Искусство девятнадцатого века | страница 60
Начиная с 60-х годов и, всего более, со времени парижской всемирной выставки 1867 года, громадное влияние оказало на французских художников японское искусство. В этом году Япония впервые в полном своем блеске и силе появилась на суд и удивление Европы. Следуя общему потоку, Мане тоже поддался громадному увлечению и принялся изучать новые элементы далекого, игнорируемого до тех пор крайнего Востока. Толпа других французов последовала за Мане и японцами. И все поступили прекрасно. Они овладели новыми сокровищами художественного представления и художественных способов. От японцев новые европейцы заимствовали всего более смелость и естественность расположения картины, множество планов в ней, крайнюю неправильность, как в действительности и, всего более, колорит, светлый, яркий, иногда даже прямо пестрый, сочетание красок, прежде не позволяемые школой, даже многие смелые резкости. Все это была заслуга и выигрыш великий. К собственным попыткам изображения всех предметов в светлом, здоровом, правдивом колорите, к собственным пробам разломать вековые академические предания живописи мрачной, темной, условной, с искусственным и фальшивым освещением мастерской, Мане прибавил теперь все то, что так сильно соответствовало его собственным давнишним потребностям, стал писать на чистом воздухе (pleine air), и все эти значительные новизны дали новому европейскому искусству значительные могучие новые силы и средства. Но только при своих, столь важных экспериментах по части колорита, краски, воздуха, светового освещения Мане и его школа „импрессионистов“ только и занимались, что своими „импрессионами“ (впечатлениями), и совершенно упускали из виду то, что было гораздо важнее внешних физических впечатлений. Они забывали и человека, и его душу, и события людские, и все, все, из чего состоит и сплетается наше существование. Этюды их оставались этюдами, материалами для других, будущих художников, кирпичами для будущих намерений, планов, созданий, построек. Сами же по себе эти этюды были бедны и тощи, они оставляли интеллигенцию человеческую в высшей степени обманутою, голодною, неудовлетворенною в ее насущнейших потребностях.

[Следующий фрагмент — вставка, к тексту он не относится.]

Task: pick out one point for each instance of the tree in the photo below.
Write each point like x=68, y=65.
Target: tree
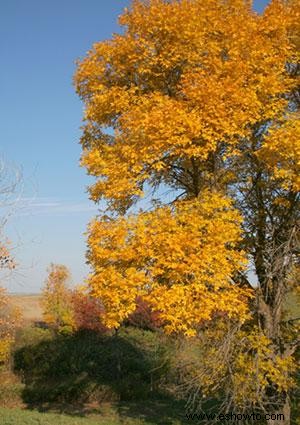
x=57, y=298
x=202, y=98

Новая французская школа, нося имя последователей Мане, импрессионистов, пошла уже и еще более в сторону, и превосходные высокие, вновь достигнутые технические средства растрачивались часто самым недостойным образом. Всего ближе к задачам искусства остались все еще пейзажисты, каковы, например, Клод Моне (Klaude Monet), Писсарро, Сислей и некоторые другие. Они продолжали, по примеру прежних французских пейзажистов, вглядываться в природу и хорошо воспроизводить бесконечные ее виды. Между ними особенно замечателен Писсарро, который, вместе с Клодом Моне, восхитившись в Лондоне англичанином Тернером и стараясь воспроизводить его световые эффекты, наполнил французские выставки и галереи превосходными изображениями деревень, огородов, садов, жатв, дорог в лесу, маленьких захолустных городков, а позже и Парижа, его улиц и переулков и т. д., все это часто a vol d'oiseau. Одно время он даже сделался главой странной группы — пуантильистов (pointillistes) — художников, работавших точками. Все эти художники, не взирая на весь произвол и частью капризы, приносили пользу искусству, изучая свет и световые эффекты, тонко передавая их.